Osceola Mills was laid out in 1857 and was incorporated as a borough in 1864. It is located on the banks of
the Moshannon Creek, four miles south of Philipsburg, and six miles east of Houtzdale. The town faces towards the
south and is at the foot of the heavy mountain grade on the Tyrone & Clearfield Railroad. It is the junction
of the Moshannon Branch Railroad with the Tyrone & Clearfield Railroad. The Tyrone & Clearfield Railroad
was extended to the town in 1863, but was not opened for business until January 1, 1864. The railroad station of
the Tyrone & Clearfield Railroad is in Centre county, the Moshannon Creek being the line between the counties
of Centre and Clearfield.
On May 20, 1875, the town was almost wholly destroyed by fire. One and one-half million dollars worth of property
was burned up and nearly all of the inhabitants were rendered homeless. With the aid of contributions by other,
communities and their own energy, the people of Osceola Mills soon recovered from the effects of this conflagration
and on the ruins left by the fire there sprang a new town more beautiful than the old one.

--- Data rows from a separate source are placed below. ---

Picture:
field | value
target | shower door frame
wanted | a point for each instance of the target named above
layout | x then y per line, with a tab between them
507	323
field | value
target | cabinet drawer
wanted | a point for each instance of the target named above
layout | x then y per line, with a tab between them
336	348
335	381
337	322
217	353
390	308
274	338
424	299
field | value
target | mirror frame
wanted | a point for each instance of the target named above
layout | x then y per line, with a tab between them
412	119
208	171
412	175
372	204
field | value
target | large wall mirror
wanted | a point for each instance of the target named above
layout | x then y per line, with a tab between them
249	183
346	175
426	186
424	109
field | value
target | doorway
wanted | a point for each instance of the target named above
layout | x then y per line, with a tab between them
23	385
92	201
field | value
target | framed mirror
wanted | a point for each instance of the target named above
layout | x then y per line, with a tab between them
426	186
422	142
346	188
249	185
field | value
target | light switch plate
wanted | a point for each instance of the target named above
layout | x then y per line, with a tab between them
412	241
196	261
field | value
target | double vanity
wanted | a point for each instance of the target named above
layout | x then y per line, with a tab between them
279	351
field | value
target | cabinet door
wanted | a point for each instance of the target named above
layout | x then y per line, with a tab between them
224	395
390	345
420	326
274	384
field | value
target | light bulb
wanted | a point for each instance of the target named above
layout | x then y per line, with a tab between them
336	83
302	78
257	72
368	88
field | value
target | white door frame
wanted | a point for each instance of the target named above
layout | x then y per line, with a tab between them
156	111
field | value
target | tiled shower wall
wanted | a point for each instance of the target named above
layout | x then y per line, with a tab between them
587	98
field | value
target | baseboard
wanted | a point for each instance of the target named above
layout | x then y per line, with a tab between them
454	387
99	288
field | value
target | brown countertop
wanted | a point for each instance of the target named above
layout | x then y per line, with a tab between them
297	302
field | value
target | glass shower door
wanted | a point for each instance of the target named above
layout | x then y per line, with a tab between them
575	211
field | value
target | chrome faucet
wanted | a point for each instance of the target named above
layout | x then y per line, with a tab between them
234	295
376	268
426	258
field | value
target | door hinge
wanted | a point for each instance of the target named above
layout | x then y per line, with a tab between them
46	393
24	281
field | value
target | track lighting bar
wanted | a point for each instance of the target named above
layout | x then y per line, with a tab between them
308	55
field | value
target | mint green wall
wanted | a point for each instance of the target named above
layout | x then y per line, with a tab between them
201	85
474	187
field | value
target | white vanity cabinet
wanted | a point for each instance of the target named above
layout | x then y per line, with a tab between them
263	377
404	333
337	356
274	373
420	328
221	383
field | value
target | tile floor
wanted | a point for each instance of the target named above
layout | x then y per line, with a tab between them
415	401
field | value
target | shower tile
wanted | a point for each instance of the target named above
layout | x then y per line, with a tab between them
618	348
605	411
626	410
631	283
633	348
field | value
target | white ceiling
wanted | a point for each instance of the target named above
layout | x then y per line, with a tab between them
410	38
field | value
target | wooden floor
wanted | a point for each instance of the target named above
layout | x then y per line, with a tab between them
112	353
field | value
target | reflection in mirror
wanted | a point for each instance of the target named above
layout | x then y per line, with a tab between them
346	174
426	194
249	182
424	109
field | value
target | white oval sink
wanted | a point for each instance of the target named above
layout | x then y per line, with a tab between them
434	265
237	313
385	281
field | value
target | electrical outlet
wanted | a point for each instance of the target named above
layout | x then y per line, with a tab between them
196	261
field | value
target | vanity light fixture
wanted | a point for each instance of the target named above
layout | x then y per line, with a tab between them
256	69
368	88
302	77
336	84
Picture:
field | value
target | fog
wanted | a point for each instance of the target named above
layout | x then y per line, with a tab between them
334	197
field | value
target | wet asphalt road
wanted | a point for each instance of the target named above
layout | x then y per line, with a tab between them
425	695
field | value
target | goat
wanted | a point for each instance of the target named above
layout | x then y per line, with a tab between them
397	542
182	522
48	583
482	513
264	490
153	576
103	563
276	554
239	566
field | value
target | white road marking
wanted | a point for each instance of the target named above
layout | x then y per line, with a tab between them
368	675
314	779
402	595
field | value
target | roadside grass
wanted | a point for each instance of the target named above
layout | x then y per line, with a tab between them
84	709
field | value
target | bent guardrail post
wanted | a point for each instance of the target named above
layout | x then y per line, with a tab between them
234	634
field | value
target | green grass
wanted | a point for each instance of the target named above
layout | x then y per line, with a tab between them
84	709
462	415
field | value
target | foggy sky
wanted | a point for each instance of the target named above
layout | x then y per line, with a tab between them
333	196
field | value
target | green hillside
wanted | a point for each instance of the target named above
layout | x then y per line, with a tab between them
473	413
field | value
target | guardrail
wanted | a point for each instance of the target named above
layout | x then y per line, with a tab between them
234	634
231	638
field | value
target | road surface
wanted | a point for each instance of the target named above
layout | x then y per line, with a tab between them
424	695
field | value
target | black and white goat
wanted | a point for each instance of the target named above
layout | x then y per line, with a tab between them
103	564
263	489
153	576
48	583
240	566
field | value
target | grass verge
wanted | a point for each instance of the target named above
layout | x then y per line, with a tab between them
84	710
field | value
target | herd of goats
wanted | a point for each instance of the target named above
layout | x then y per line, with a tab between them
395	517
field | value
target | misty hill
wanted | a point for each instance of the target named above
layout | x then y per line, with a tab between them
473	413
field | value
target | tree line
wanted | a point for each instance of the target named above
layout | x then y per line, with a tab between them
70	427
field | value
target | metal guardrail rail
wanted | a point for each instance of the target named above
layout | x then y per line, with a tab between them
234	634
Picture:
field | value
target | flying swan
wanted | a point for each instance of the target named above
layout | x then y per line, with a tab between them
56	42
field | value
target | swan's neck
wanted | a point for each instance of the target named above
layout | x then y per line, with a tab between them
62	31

The town has five churches, a weekly newspaper, a national bank, paved streets and electric lights. The industries
consist of two foundries and machine shops, planing-mills and many other smaller industries. There are about fifteen
coal operations in the vicinity of Osceola Mills and on account of its situation at the junction of the Moshannon
Branch with the main line of the Tyrone & Clearfield Railroad a large railroad yard is located near the town,
giving employment to many of the inhabitants of the place.
The Altoona & Philipsburg Connecting Railroad also passes through the town and connects at Philipsburg with
the Beech Creek Railroad.
Osceola Mills is a thriving and progressive town and has a population of about two thousand.